保育園が厳しくて、注意されてばかり…。転園した方がいいか悩んでいます【愛子先生の子育てお悩み相談室】

子育ては日々悩みの連続ですね。保育者歴47年、常に子どもに寄り添い、ママたちからの信頼も厚い自主幼稚園「りんごの木」の柴田愛子さんが、豊富な経験を元に、悩めるお母さんにアドバイス。

保育園が厳しくて、息子は注意されてばかり…。年長ですが、転園を考えています

息子の通う私立保育園は、1日の外遊びは1時間のみ。身なりや行動に厳しく、太鼓やバイオリンの練習があり、年長になると楽器が立派に演奏できるようになります。

私は、園から「〇〇くんですが、注意したら大騒ぎした!」「友だちを叩いた!」など、たびたび言われてきました。それを私から、息子に注意すると「どうせ僕が悪いんでしょ。僕だけが謝るんでしょ!」と卑屈な態度をとります。

「息子には合わないのかも…」と転園を考えて、先日、農家の家を改築し、一日中、畑や庭で泥んこになって遊ぶ園の見学に行きました。しかし保育料は、今の3倍で諦めざるを得ませんでした。

また災害の影響で、最近、外遊びが30分以内になってしまったのですが、息子には耐えがたいようで、日に日に行動が荒れてきています。

年長のこの時期ですが、やはり転園を考えたほうがいいですか。(6歳の男の子のママ)

年長児は友だち関係も重要になっています。転園は子どもの意見を尊重して! 

なんとも切ないですね…。子ども時代は、バイオリンや太鼓が弾けるより、体を使って思いきり遊んだほうが断然、いいに決まってします! 子どもは、子ども時代を楽しまなければいけません! 子どもは自由な時間を過ごすことで、心身ともに大きく成長します。

また自我が強い子ほど、押さえるとキレやすくなります。

さて転園についてですが、無理には勧めません。しかし真剣に転園を考えているならば、お子さんの意見を聞いてください。年長児ともなると、友だちや仲間関係があります。保育者との関係だけではありません。お子さんには居場所になっているのかもしれません。お母さんの正直な気持ちを話して見学に行き、子どもに選択させてください。りんごの木でも年長児を迎える場合は、数日体験してもらって、私から本人に意見を聞くようにしています。

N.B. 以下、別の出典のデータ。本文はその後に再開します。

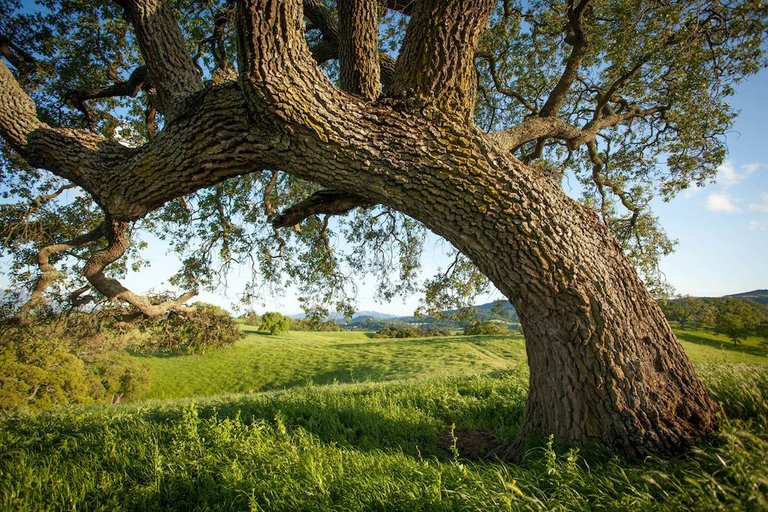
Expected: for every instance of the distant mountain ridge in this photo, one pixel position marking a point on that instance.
(759, 296)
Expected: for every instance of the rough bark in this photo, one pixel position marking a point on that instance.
(171, 70)
(359, 48)
(605, 366)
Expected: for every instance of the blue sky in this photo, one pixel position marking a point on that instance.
(721, 228)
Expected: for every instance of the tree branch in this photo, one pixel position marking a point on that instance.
(118, 242)
(575, 37)
(435, 64)
(48, 272)
(359, 48)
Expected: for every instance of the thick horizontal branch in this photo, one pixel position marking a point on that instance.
(435, 64)
(48, 272)
(171, 70)
(324, 202)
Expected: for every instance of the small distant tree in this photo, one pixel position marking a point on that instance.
(274, 323)
(685, 310)
(737, 318)
(251, 318)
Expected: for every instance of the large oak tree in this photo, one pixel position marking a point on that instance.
(467, 128)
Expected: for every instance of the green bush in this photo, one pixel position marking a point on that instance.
(407, 331)
(178, 332)
(38, 371)
(274, 323)
(487, 328)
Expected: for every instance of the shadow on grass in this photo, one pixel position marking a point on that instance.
(704, 340)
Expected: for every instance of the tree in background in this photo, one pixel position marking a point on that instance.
(457, 117)
(274, 323)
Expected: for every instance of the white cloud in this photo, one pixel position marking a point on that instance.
(728, 175)
(760, 207)
(721, 203)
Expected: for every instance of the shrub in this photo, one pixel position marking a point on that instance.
(37, 371)
(407, 331)
(487, 328)
(274, 323)
(115, 376)
(178, 332)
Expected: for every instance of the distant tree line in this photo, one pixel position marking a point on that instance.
(60, 358)
(734, 317)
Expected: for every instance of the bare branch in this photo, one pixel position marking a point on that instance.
(118, 242)
(500, 87)
(19, 59)
(435, 64)
(575, 37)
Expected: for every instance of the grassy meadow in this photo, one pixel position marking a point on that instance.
(340, 421)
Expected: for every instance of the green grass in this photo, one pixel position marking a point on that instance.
(260, 362)
(399, 431)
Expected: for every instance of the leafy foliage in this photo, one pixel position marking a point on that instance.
(43, 365)
(208, 327)
(274, 323)
(408, 331)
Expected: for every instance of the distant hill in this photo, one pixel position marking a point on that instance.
(759, 296)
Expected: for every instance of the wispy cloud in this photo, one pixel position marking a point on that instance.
(761, 207)
(721, 203)
(728, 175)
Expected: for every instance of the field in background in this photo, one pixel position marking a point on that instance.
(411, 425)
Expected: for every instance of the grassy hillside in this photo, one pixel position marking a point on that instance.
(261, 362)
(415, 444)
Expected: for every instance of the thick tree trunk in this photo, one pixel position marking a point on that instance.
(605, 366)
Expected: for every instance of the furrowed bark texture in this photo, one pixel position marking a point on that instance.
(435, 64)
(605, 366)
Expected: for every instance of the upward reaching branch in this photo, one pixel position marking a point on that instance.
(359, 47)
(436, 61)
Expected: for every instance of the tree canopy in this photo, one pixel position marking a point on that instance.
(628, 101)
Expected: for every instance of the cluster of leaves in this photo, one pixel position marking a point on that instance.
(43, 365)
(207, 327)
(734, 317)
(679, 61)
(410, 331)
(274, 323)
(486, 328)
(313, 324)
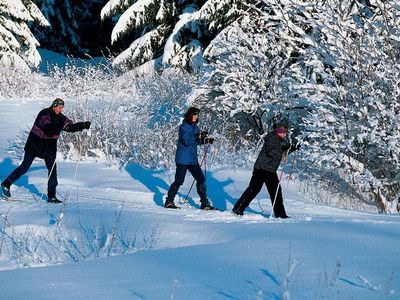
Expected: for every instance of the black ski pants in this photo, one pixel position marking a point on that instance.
(270, 179)
(26, 164)
(180, 174)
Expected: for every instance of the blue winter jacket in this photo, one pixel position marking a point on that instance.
(186, 152)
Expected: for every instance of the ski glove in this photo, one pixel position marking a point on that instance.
(202, 135)
(209, 140)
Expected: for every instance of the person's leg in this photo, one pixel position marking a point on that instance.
(198, 175)
(52, 172)
(255, 185)
(20, 170)
(179, 179)
(272, 183)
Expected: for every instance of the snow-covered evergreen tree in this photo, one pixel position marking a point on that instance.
(168, 33)
(335, 64)
(17, 43)
(70, 20)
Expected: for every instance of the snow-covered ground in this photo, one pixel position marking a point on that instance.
(114, 240)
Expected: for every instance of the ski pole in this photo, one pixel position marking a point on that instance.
(202, 160)
(279, 183)
(48, 177)
(292, 167)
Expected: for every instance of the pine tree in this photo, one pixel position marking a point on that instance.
(168, 33)
(17, 43)
(333, 65)
(70, 22)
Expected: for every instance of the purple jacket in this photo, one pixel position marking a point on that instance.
(42, 139)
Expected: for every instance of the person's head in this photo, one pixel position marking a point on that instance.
(281, 130)
(58, 105)
(192, 115)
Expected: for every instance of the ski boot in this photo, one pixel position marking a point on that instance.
(6, 190)
(54, 200)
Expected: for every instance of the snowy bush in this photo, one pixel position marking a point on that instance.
(329, 70)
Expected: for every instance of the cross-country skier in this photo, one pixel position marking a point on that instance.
(42, 143)
(264, 172)
(186, 158)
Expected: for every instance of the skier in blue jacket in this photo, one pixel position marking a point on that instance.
(190, 137)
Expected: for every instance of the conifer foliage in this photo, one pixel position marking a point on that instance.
(17, 43)
(333, 65)
(168, 33)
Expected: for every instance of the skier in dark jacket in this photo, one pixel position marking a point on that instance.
(264, 171)
(42, 143)
(186, 158)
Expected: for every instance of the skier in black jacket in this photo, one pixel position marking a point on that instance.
(265, 168)
(42, 143)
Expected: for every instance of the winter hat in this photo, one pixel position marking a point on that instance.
(58, 102)
(280, 128)
(190, 113)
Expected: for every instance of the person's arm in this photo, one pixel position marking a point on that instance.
(69, 126)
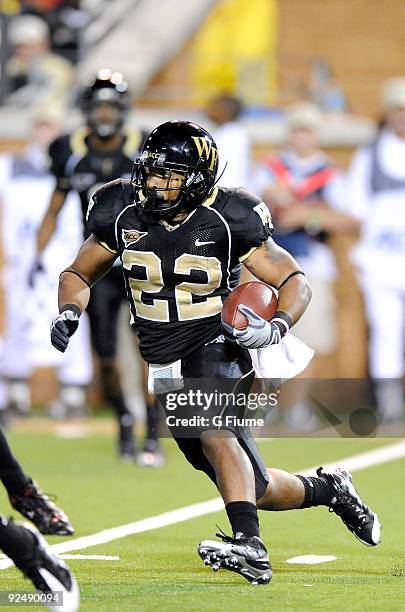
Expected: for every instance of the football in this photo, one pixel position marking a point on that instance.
(261, 298)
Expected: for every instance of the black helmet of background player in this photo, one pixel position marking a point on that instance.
(107, 89)
(184, 148)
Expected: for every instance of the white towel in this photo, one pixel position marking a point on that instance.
(281, 361)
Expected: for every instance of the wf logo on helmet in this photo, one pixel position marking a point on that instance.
(204, 147)
(131, 236)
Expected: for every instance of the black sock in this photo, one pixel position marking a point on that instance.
(11, 473)
(319, 491)
(16, 541)
(152, 421)
(243, 517)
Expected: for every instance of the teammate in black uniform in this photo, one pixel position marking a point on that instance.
(181, 240)
(26, 496)
(82, 161)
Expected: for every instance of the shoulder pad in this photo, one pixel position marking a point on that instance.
(105, 206)
(248, 218)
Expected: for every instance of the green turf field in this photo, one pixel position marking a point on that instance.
(160, 570)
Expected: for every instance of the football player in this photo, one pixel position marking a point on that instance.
(26, 496)
(82, 161)
(182, 240)
(32, 555)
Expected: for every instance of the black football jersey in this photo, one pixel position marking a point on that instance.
(177, 277)
(80, 167)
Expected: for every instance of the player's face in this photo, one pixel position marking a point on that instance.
(168, 181)
(105, 113)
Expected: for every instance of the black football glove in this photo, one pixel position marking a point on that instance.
(259, 332)
(36, 268)
(64, 326)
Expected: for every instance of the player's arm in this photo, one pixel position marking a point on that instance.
(274, 266)
(92, 262)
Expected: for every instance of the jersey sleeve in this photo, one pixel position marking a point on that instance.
(59, 153)
(249, 221)
(104, 207)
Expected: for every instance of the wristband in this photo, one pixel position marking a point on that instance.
(73, 307)
(283, 318)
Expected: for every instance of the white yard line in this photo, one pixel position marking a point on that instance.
(353, 463)
(91, 557)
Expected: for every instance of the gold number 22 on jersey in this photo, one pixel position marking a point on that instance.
(187, 310)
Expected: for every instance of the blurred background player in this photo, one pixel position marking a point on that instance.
(376, 196)
(303, 189)
(37, 75)
(232, 140)
(101, 151)
(25, 188)
(23, 544)
(26, 496)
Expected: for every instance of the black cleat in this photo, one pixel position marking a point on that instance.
(245, 556)
(38, 508)
(126, 443)
(50, 575)
(347, 504)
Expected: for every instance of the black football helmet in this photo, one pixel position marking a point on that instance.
(106, 88)
(182, 147)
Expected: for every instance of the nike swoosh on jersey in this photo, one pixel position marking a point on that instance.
(198, 242)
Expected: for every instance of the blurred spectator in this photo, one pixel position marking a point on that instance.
(232, 140)
(66, 20)
(25, 187)
(303, 189)
(324, 88)
(376, 196)
(37, 76)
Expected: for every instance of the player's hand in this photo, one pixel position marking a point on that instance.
(64, 326)
(259, 332)
(36, 268)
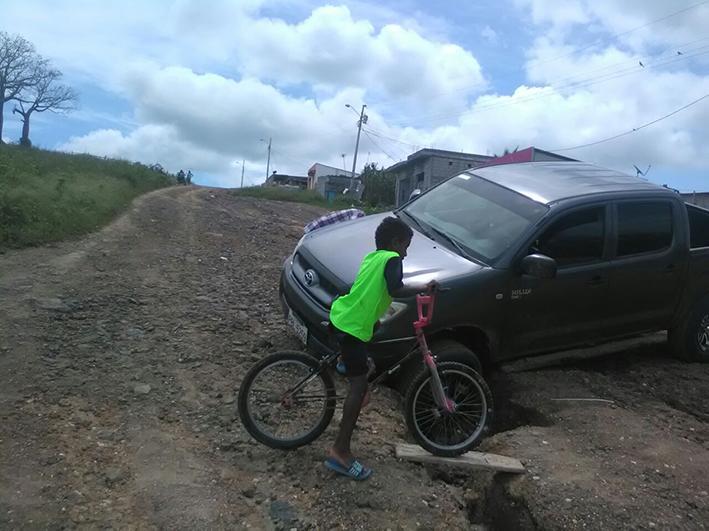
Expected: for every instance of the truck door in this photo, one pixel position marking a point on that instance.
(649, 256)
(572, 308)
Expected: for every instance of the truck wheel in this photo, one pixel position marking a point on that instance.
(691, 341)
(444, 350)
(451, 350)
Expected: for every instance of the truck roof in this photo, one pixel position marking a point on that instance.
(548, 182)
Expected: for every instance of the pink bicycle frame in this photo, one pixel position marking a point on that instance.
(424, 307)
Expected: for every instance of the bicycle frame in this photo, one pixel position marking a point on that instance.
(424, 308)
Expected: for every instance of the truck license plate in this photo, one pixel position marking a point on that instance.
(301, 331)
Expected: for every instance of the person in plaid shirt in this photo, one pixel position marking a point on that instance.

 転園しないのであれば、子どもの話をよく聞いてあげて、肯定するかかわり方を

もし転園しない場合は、子どもが園に対して不満を言ってきたとき「うん、うん」とよく話を聞いてあげてください。けして否定せず「どうして怒られるんだろうね」「嫌だね」「ママは、そういう〇〇くんが大好きだよ」「頑張っているね」と、肯定してあげてくださいね。無条件に受け入れてくれる家族がいれば、心が折れたり、ねじ曲がったりすることはありません。あなたに大事にして欲しいのは、子どもの心に寄り添うことです。早めに迎えに行けるときは、迎えに行きましょう。

休みの日は、大いに体を動かして、外で思いきり遊んでくださいね!

 

 

柴田愛子 しばた・あいこ

保育者。自主幼稚園「りんごの木」代表。子供の気持ち、保護者の気持ちによりそう保育をつづけて36年。小学生ママ向けの講演も人気を博している。ロングセラー絵本『けんかのきもち』(ポプラ社)、『こどものみかた』(福音館書店)、『あなたが自分らしく生きれば、子どもは幸せに育ちます』(小学館)など、多数。